Con questo articolo non intendiamo né attaccare Liliana Segre, che è stata vittima di alcuni indecenti attacchi durante una manifestazione, ma desideriamo porci una domanda: è legittimo pretendere che Segre denunci quanto compie Israele in forza del suo valore simbolico?

 

Raccolte, sono tre tesi reciprocamente discordanti avanzate da tre altrettanti iscritti/e della Giovanile; nella speranza che una diversità di prospettive possa alimentare il dibattito e renderlo più ricco.


1.

Liliana Segre è una figura simbolo nella lotta contro la discriminazione e l’ingiustizia. Sopravvissuta alle atrocità naziste, il suo impegno ci ricorda quotidianamente l’importanza della memoria storica e della resistenza a ogni forma di violenza e odio.

Nella mia tesi, vorrei concentrarmi su un punto centrale: una figura di tale statura morale, che ha sensibilizzato generazioni su temi universali come la sofferenza e la memoria, potrebbe forse ampliare questa stessa sensibilità anche verso ciò che sta accadendo oggi in Palestina. L’onorevole Segre ha espresso posizioni significative, e la sua voce è da sempre un simbolo di resistenza all’ingiustizia.
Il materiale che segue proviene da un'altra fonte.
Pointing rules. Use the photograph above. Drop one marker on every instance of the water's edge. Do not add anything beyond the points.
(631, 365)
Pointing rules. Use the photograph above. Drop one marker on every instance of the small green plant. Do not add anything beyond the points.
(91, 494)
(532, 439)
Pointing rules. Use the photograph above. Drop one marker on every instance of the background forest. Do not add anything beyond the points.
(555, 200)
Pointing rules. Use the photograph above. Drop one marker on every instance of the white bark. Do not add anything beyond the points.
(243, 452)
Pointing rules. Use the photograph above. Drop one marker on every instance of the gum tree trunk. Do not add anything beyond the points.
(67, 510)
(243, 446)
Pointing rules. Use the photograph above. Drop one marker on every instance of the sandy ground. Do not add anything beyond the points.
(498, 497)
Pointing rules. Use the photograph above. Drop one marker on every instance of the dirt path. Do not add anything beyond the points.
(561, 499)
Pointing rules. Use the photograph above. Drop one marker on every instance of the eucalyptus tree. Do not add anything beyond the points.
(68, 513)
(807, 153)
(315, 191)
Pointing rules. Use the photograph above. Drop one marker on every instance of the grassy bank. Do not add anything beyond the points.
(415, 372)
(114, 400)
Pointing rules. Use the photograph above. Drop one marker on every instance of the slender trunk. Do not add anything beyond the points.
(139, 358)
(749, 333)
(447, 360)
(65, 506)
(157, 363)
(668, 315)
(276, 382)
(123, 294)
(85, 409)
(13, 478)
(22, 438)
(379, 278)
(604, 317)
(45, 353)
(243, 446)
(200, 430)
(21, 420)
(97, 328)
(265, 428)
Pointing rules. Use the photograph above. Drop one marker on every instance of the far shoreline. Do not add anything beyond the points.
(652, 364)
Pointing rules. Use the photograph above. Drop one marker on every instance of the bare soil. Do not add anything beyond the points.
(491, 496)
Tuttavia, quando afferma che definire “genocidio” quanto sta accadendo a Gaza è una bestemmia, mi chiedo se non sia importante riflettere sulla maniera in cui i termini e le parole utilizzate possano influenzare la percezione delle tragedie attuali. Chi soffre oggi non merita forse lo stesso livello di compassione e giustizia? Non possiamo negare che migliaia di vite innocenti sono state distrutte. Il termine “genocidio”non deve essere preso alla leggera, ma nemmeno le vite che vengono spezzate.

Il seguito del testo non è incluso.